# Shrimps and cichlids



## drabbers (Mar 22, 2005)

I currently have 6, 1inch amano shrimps in my 36inch tank which are living ok with a shoal of chain loach and small angels. I am looking to purchase a pair of dwarf cichlids ie Nannacara Anomala or Anomolachromis thomasi. What are you thought would these be ok or are there better dwarfs about.


----------



## JanS (Apr 14, 2004)

I'm actually surprised that your Angels haven't picked the shrimp off yet...

I've never owned the variety of dwarf's you're thinking about, but most of the dwarf's I've ever seen do a lot of poking around in the spots the shrimp like to hang out, so my guess would be that if opportunity knocked, they'd have an expensive lunch. :-s


----------



## Cavan Allen (Jul 22, 2004)

Sure, they would. I have _Apistogramma borellii_ that pick of cherry red every now and then, but there are a lot of places to hide and a swarm of cherries, so it hardly matters. There are even tiny borellii too.  
They don't bother the Amanos at all.

Things like kribs and large apistos are definitley not an option. Stick with tiny dwarfs and you'll be in good shape. _Apistogrammoides pucallpaensis_ would probably be a good choice if you could find them.


----------



## Praxx42 (Mar 4, 2005)

Will kribs really cause that much wide-scale destruction of Amanos? I've got a breeding pair in a 55 with about 50 Amanos ATM, and they *do* chase them off/around, but I've not seen a dead shrimp yet. ?


----------



## Cavan Allen (Jul 22, 2004)

I had a _P. taeniatus_ that ate a nearly full grown Amano. YMMV.


----------



## Gumby (Aug 1, 2005)

I had a customer take home a trio of Nanacaras... he brought them back the next day because they were not only eating his cherry shrimp, but beating the hell out of every fish in his tank.


----------



## Praxx42 (Mar 4, 2005)

Cavan Allen said:


> I had a _P. taeniatus_ that ate a nearly full grown Amano. YMMV.

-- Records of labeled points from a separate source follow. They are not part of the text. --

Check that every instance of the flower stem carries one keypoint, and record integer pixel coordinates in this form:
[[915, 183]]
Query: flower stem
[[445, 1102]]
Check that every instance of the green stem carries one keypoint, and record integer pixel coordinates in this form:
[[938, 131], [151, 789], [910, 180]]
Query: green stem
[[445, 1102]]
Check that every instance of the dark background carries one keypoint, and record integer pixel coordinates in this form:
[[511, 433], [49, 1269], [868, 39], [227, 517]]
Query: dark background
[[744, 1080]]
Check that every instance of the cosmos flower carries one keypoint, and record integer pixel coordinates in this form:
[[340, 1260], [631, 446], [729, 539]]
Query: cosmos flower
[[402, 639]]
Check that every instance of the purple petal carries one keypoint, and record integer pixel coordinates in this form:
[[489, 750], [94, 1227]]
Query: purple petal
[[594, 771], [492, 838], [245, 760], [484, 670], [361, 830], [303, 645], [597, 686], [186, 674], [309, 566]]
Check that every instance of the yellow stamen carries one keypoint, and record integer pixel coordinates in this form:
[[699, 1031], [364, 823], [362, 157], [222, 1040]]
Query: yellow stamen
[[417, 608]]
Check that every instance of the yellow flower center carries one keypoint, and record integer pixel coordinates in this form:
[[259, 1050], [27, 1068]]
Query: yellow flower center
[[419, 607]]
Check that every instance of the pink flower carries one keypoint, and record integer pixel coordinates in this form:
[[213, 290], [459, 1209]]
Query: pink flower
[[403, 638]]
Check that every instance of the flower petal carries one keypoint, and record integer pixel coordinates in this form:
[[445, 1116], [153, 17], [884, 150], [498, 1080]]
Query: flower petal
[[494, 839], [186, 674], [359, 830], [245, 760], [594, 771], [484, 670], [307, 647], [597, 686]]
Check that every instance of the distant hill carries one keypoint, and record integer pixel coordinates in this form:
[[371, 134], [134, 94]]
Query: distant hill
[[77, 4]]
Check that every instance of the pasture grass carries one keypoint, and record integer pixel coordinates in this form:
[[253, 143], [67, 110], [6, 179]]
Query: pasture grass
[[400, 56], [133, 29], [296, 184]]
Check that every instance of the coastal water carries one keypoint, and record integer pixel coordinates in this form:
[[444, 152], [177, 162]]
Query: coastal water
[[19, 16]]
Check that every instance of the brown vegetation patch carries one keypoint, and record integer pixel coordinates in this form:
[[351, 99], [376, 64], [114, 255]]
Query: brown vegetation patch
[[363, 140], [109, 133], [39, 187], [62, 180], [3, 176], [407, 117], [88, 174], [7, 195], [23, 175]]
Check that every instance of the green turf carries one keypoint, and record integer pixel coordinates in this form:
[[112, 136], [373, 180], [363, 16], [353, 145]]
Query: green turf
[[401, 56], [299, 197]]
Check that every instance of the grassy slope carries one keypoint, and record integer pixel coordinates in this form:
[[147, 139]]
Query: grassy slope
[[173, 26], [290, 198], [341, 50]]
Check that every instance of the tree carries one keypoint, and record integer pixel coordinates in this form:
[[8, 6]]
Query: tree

Turns out, my mileage didn't vary all that much. My doting krib parents have frightened all the over living creatures in the tank to the point that they won't even work: bristlenose won't come out to eat, Amanos stay hidden and don't scavenge at all.

I'm setting up another tank just for the kribs, can't bear to let them go (too damn beautiful). I guess I'll just have to go back to cleaning GSAlgae and dust algae off the glass by hand. I'd prefer to have the worker animals do it *for* me, but such is not the case.


----------